Wadah yang lebih kecil membutuhkan pergantian air lebih sering. Contohnya, soliter berukuran 1 liter disebut perlu diganti air setiap hari. Sebab, kotoran ikan dapat berubah menjadi amonia dan berpotensi meracuni ikan apabila tidak ditangani.

Ukuran wadah juga berkaitan dengan ruang gerak. Ikan cupang membutuhkan ruang untuk berenang dan beraktivitas. Wadah yang terlalu sempit dikhawatirkan memengaruhi pertumbuhan ikan.

Sebagai tambahan, pemilik dalam video menyebut penggunaan garam ikan. Berdasarkan pengalamannya, garam ikan dapat membantu menekan bakteri, mencegah parasit yang dapat membuat tubuh ikan gatal, serta membantu membersihkan insang.

Daun ketapang dan obat biru tidak disebut sebagai sesuatu yang wajib. Namun, keduanya direkomendasikan sebagai tambahan dalam kondisi tertentu. Daun ketapang, misalnya, disebut dapat membuat ikan cupang lebih nyaman.

Pakan Harus Disesuaikan

Pemberian pakan juga menjadi bagian penting dalam cara merawat ikan cupang. Penghobi disarankan tidak memaksakan jenis makanan tertentu hanya karena dianggap bagus oleh orang lain.

Hal yang perlu diperhatikan adalah ikan mau memakan pakan tersebut. Ketersediaan pakan di sekitar rumah juga menjadi pertimbangan agar perawatan tidak justru menyulitkan pemilik.
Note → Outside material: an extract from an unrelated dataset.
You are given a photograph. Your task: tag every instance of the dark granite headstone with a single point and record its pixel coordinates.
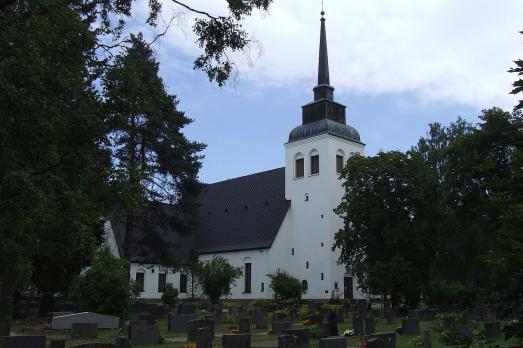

Dalam pengalamannya, beberapa jenis pakan seperti cacing darah hidup, kutu air, dan jentik nyamuk tidak tersedia di sekitar rumah. Karena itu, ia lebih sering memberikan cacing sutra, pelet, dan cacing darah beku.

Bagi penghobi yang memiliki anggaran lebih, ikan cupang juga dapat ditempatkan di akuarium atau aquascape. Wadah bisa dilengkapi kerikil, ornamen, dan tanaman hidup.

Tanaman hidup disebut dapat memberikan tempat bagi ikan untuk bersembunyi dan mengeksplorasi lingkungan. Selain itu, tanaman juga disebut dapat membantu menyuplai oksigen dan menyerap amonia dari kotoran ikan.

Baca Juga: Dugaan Pelibatan Pelajar di Aksi KONI Kota Blitar Dilaporkan ke Polisi

Perawatan berikutnya adalah memberikan paparan cahaya matahari. Dalam video, ikan disebut dapat dijemur sekitar 30 menit saat pergantian air. Penjemuran tidak perlu dilakukan setiap hari.

Bagi pemilik yang tidak memiliki waktu khusus, ikan dapat ditempatkan di dekat jendela sehingga mendapat cahaya matahari pada pagi hari. Posisi ikan tetap perlu diperhatikan agar tidak terkena panas berlebihan.

Jika ikan menunjukkan kondisi sakit, pemilik juga diminta tidak membiarkannya begitu saja. Pertolongan sebaiknya diberikan dengan obat yang sesuai. Obat untuk ikan umumnya tersedia di toko ikan.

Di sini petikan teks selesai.